/GlobusFS

Mount a Globus endpoint over Python-FUSE

Primary LanguagePythonMIT LicenseMIT

GlobusFS

Mount a Globus endpoint over FUSE.

This allows you to explore a Globus endpoint as if it were a regular filesystem attached to your local computer. This might be more useful than the Globus web interface for:

  • Making lots of changes (e.g. reorganizing the remote directory structure).
  • Running complex bash scripts without access to the remote machine.
  • Mounting multiple endpoints, which would provide an overview of multiple systems.

In addition, the code itself may be useful as an example of using the Globus Python API.

Disclaimer

This is not an official Globus product, nor has it been rigorously tested. Only basic filesystem operations have thus far been implemented (e.g. basic traversal and reads). For now, GlobusFS is primarily an educational exercise that allows you to have read access to a remote Globus endpoint.

PLEASE DO NOT USE GLOBUSFS WITH IMPORTANT DATA; lest it accidentally be deleted. If GlobusFS sounds like something that would actually be useful for you, I recommend contacting me or else spending some time to flesh out the code.

Setup

The only dependency is the Globus Python API:

pip install globusonline-transfer-api-client

GlobusFS is built on fusepy, which is already included in the repo (fuse.py).

In order to open files on a remote endpoint, you must first be able to transfer them to your local computer. Globus only understands whole-file transfers between two active endpoints. Thus, you will need Globus Connect Personal running on your local machine.

Usage

Note that you must be root to use FUSE.

Mounting an endpoint:

mkdir mnt
sudo python globusfs.py local-endpoint cache-directory remote-endpoint mnt
1. ``local-endpoint`` is the *legacy name* of your local endpoint. This should look something like

'username#7f59803e-ebc7-11e5-9829-a2000b9d545e' and can be found in the details of the Endpoints section of the Globus web app. 2. cache-directory is the path to a folder in your local endpoint where transferred files will be cached. Any directory in the local endpoint will work, GlobusFS just needs a local filepath that is connected to an endpoint. 3. remote-endpoint is the name of the remote endpoint to connect to, e.g. 'go#ep1` 4. mnt is the path to the directory where the filesystem will be mounted.

This process will continue running to respond to fs events. You can explore the mount point in a new terminal window:

sudo su; cd mnt

The only commands that have been tested are cd, ls, cp, rm and cat.

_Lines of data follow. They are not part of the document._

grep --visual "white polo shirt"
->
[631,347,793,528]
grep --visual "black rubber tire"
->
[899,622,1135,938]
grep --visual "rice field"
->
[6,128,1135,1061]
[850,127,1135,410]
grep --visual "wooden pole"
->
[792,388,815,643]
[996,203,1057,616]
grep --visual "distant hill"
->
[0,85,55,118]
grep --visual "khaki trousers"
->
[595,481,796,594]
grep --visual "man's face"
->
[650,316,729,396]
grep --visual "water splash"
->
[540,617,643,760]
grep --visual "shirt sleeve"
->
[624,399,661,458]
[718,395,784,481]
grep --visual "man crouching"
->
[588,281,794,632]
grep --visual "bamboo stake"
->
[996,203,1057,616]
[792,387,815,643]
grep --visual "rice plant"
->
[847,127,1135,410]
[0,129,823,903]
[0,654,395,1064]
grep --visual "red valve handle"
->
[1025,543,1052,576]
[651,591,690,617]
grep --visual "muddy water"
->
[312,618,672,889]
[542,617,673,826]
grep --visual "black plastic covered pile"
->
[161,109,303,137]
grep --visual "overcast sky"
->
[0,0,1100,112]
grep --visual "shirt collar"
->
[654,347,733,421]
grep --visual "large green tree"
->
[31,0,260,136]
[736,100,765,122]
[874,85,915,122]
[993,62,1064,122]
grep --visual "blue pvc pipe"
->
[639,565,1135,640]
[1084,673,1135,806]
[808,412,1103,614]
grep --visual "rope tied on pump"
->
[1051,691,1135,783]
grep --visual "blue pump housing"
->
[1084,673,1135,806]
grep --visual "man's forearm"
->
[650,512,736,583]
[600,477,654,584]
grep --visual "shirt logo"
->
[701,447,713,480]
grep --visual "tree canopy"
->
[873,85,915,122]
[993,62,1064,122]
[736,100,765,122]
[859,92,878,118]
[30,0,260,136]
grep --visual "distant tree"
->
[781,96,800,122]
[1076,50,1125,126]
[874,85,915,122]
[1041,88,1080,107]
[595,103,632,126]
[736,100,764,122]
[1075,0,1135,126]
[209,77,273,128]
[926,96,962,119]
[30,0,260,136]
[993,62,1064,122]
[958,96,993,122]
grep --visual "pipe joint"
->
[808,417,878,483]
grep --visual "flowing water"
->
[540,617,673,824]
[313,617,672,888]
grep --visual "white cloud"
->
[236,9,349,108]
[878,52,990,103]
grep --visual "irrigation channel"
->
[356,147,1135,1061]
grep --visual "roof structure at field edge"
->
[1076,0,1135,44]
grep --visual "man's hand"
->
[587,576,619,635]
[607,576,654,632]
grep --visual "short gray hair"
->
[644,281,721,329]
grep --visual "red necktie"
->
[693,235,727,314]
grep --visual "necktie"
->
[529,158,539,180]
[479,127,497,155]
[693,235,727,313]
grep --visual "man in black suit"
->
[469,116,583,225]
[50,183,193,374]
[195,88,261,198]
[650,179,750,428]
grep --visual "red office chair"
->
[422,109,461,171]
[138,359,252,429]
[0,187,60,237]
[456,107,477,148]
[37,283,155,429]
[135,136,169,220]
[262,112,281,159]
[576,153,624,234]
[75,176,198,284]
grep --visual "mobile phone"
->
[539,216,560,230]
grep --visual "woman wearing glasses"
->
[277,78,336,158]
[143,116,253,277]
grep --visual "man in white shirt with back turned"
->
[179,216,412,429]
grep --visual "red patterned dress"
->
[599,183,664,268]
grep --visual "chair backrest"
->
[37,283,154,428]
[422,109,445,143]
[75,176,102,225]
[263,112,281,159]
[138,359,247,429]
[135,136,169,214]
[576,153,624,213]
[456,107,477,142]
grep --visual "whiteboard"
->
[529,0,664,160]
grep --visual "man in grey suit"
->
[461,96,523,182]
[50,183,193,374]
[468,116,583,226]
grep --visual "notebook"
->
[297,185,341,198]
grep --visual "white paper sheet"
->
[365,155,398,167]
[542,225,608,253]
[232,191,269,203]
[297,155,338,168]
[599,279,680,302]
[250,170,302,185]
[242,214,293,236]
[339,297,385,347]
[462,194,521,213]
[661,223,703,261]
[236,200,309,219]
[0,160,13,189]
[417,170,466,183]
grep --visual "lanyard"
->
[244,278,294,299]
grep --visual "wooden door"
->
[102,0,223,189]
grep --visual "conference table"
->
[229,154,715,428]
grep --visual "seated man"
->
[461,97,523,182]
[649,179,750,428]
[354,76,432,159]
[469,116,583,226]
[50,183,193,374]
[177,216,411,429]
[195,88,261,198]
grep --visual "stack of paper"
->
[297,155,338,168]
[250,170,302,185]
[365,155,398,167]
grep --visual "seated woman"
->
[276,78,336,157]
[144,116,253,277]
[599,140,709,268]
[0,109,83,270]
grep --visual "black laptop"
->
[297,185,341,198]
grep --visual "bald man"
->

In other words, navigation and file reads.

Example

Suppose my computer is endpoint austin#123 and it's connected to ~/globus-endpoint. Then I can mount the Globus tutorial endpoint as follows: sudo python globusfs.py austin#123 ~/globus-endpoint go#ep1 mnt

Caching

In order to work effectively (and minimize the number of network calls), file metadata is cached in memory and file data is cached in the local endpoint and asynchronously updated. Changes made to the remote endpoint outside GlobusFS will not be reflected until it has been remounted.

Caching has important implications for large files: if you try to open a large file, it must first transfer the entire file to your local computer. Similarly, if you copy a file from the remote endpoint into an arbitrary directory on the local computer, the file must first be sent to the local endpoint. Thus, there will actually be 2 copies on the local machine. These limitations are inherent in the way that FUSE intercepts low-level filesystem calls and in the simplicity of the Globus API.

TODO

If GlobusFS were to see actual use, it would need the following:

  • Proper ordering and status-checking for API calls (e.g. a copy followed by a delete must happen in that order; we need to wait for the first operation to finish).
  • Writes are never pushed to the remote endpoint.
  • Tests
  • Support for links
  • Cache replacement? E.g. LRU
  • Program options (encryption, timeouts, max cache size, etc).